|Author (Person)||Kotanidis, Silvia|
|Author (Corporate)||European Parliament: European Parliamentary Research Service|
|Series Title||EPRS Briefings|
|Series Details||PE 637.966|
|Publication Date||June 2019|
|Content Type||Research Paper|
The allocation of seats in collegiate organs such as parliaments requires a method to translate votes proportionally into whole seats. The 'd'Hondt method' is a mathematical formula used widely in proportional representation systems, although it leads to less proportional results than other systems for seat allocation such as the Hare-Niemeyer and Sainte-Laguë/Schepers methods. Moreover, it tends to increase the advantage for the electoral lists which gain most votes to the detriment of those with fewer votes. It is, however, effective in facilitating majority formation and thus in securing parliamentary operability.

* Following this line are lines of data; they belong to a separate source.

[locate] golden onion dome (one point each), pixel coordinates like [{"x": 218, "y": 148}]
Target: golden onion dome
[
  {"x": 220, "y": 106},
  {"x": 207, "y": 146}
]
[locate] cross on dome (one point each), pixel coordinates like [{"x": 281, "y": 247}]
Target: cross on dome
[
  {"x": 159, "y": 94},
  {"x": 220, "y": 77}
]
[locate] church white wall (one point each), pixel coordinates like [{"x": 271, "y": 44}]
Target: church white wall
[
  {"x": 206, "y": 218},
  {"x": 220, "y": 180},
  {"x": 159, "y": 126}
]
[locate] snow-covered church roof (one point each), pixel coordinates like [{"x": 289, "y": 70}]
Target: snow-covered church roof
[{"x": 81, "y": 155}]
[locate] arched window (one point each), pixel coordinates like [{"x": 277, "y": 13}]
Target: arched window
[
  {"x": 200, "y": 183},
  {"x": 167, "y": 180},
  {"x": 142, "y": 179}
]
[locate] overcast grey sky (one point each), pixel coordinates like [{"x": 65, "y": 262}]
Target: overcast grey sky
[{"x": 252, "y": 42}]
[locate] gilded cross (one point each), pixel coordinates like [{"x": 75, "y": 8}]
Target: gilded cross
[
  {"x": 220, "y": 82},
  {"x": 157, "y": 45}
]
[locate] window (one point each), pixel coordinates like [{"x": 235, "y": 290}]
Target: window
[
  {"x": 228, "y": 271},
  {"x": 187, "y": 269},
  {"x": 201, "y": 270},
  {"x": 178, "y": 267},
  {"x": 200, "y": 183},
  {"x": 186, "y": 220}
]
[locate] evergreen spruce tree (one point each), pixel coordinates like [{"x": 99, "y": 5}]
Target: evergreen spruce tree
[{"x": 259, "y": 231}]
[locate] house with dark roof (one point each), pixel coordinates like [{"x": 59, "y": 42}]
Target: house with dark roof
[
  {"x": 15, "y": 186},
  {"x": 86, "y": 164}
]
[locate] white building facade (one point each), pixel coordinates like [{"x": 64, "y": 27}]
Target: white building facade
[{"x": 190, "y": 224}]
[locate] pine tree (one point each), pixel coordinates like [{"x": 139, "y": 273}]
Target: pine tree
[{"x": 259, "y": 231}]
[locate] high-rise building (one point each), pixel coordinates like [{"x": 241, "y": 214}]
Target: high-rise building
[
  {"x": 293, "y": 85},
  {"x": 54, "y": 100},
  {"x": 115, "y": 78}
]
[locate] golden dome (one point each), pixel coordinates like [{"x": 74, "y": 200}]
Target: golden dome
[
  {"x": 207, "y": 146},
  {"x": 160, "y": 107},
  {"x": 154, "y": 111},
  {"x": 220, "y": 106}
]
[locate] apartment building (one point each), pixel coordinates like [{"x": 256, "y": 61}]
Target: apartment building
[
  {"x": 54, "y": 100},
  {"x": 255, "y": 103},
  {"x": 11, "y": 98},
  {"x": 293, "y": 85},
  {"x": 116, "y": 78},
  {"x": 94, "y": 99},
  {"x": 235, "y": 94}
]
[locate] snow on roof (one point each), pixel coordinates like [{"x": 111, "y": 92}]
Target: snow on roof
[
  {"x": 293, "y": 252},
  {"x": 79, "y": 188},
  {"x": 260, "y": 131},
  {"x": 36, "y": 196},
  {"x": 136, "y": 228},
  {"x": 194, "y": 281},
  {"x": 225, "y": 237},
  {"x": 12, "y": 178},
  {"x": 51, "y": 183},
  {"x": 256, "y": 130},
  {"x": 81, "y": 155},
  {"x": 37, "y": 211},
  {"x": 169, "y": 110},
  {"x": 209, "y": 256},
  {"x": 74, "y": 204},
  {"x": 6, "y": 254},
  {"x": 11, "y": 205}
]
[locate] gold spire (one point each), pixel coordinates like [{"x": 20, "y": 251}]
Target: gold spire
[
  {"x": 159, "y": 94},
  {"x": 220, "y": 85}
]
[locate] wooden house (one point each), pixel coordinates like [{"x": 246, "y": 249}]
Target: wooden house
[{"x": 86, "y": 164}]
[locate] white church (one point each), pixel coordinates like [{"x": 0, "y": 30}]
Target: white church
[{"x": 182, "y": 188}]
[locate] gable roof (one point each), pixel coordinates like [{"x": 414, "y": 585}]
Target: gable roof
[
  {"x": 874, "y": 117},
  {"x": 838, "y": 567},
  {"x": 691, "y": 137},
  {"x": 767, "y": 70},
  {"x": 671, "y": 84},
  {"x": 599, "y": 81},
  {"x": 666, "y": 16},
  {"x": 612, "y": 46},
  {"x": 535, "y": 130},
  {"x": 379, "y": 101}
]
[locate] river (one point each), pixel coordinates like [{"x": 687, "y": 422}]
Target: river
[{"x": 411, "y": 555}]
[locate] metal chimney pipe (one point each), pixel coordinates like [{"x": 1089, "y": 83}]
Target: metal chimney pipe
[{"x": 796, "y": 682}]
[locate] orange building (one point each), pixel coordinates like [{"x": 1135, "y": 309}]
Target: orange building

The d'Hondt method is used by 16 EU Member States for the elections to the European Parliament. Furthermore, it is also used within the Parliament as a formula for distributing the chairs of the parliamentary committees and delegations, as well as to distribute those posts among the national delegations within some political groups. Such proportional distribution of leadership positions within Parliament prevents domination of parliamentary political life by only one or two large political groups, ensuring smaller political groups also have a say on the political agenda. Some argue however that this limits the impact of the election results on the political direction of decision-making within Parliament and call for a 'winner-takes-all' approach instead.
Many national parliaments in the EU also distribute committee chairs and other posts proportionally among political groups (either using the d'Hondt method or more informally). Other Member States, however, apply a 'winner-takes-more' approach with only some committee chairs with particular relevance to government scrutiny being reserved for opposition groups, while in the US House of Representatives committee chairs all come from the majority.